The opportunity was not long in coming. The government of Sultan Abdülhamid I saw the trip as a provocation and in August declared war on Russia and his ally Austria. However, the Tsarist Empire was not prepared for this subsequent war, because Potemkin had ordered the army to undergo a reform that was far from over. And the Austrians, too, found themselves unable, as agreed, to take action against Belgrade, which was once again Ottoman at the time.

That is why Potemkin even considered abandoning Crimea. But Katharina rebuked him: “I can’t go into that. War is being waged because of Crimea… How are we to renounce such great advantages gained in war and peace?” And she added: “Here, not words but deeds are necessary for the honor, glory and benefit of the ruler and the To preserve her status.” Even if she liked to present herself as “enlightened”, she was obviously more concerned with her reputation as a monarch than with the well-being of the country and her country’s children.

When fighting resumed in the spring of 1788 – a “winter break” was then common in almost all campaigns – the Turks seemed to have the advantage, for Russia was weakened by the Swedes’ threats to Kronstadt and St. Petersburg at the same time. France, unaffected by these conflicts, therefore offered to mediate. But Katharina was outraged by these suggestions: “They dared to suggest that my minister return Crimea.”
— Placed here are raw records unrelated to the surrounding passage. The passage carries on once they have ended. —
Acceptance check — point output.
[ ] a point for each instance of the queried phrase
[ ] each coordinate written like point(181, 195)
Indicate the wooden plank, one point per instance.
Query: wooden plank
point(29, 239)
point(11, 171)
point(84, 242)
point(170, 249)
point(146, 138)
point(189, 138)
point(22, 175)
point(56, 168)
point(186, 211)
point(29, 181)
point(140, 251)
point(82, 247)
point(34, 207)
So the siege of Ochakov continued for months. The reason, as an Austrian observer in Potemkin’s army noted indignantly, was: “A mad dash of humanity that is sincere but misplaced. It allows him (Potemkin) to spare human lives whose sacrifice is important to the success of this enterprise.”

The fortress could only be taken in December, after the Russian fleet had defeated the numerically far superior Turks at sea. Katharina proudly put it: “The Te Deum was sung under the noise of 101 cannons in my presence at a temperature of 25 to 28 degrees. Public joy is great.” Only Potemkin remained skeptical: “The greater the successes will be, the more moderate our politics must be.” But he also added: “Sincerity in politics is not necessary.”

In the Peace of Jassy in 1792, the Ottoman Empire not only had to give up the khanate of the Crimean Tatars for good, but also large parts of the Ukraine. They became “Novorussia”.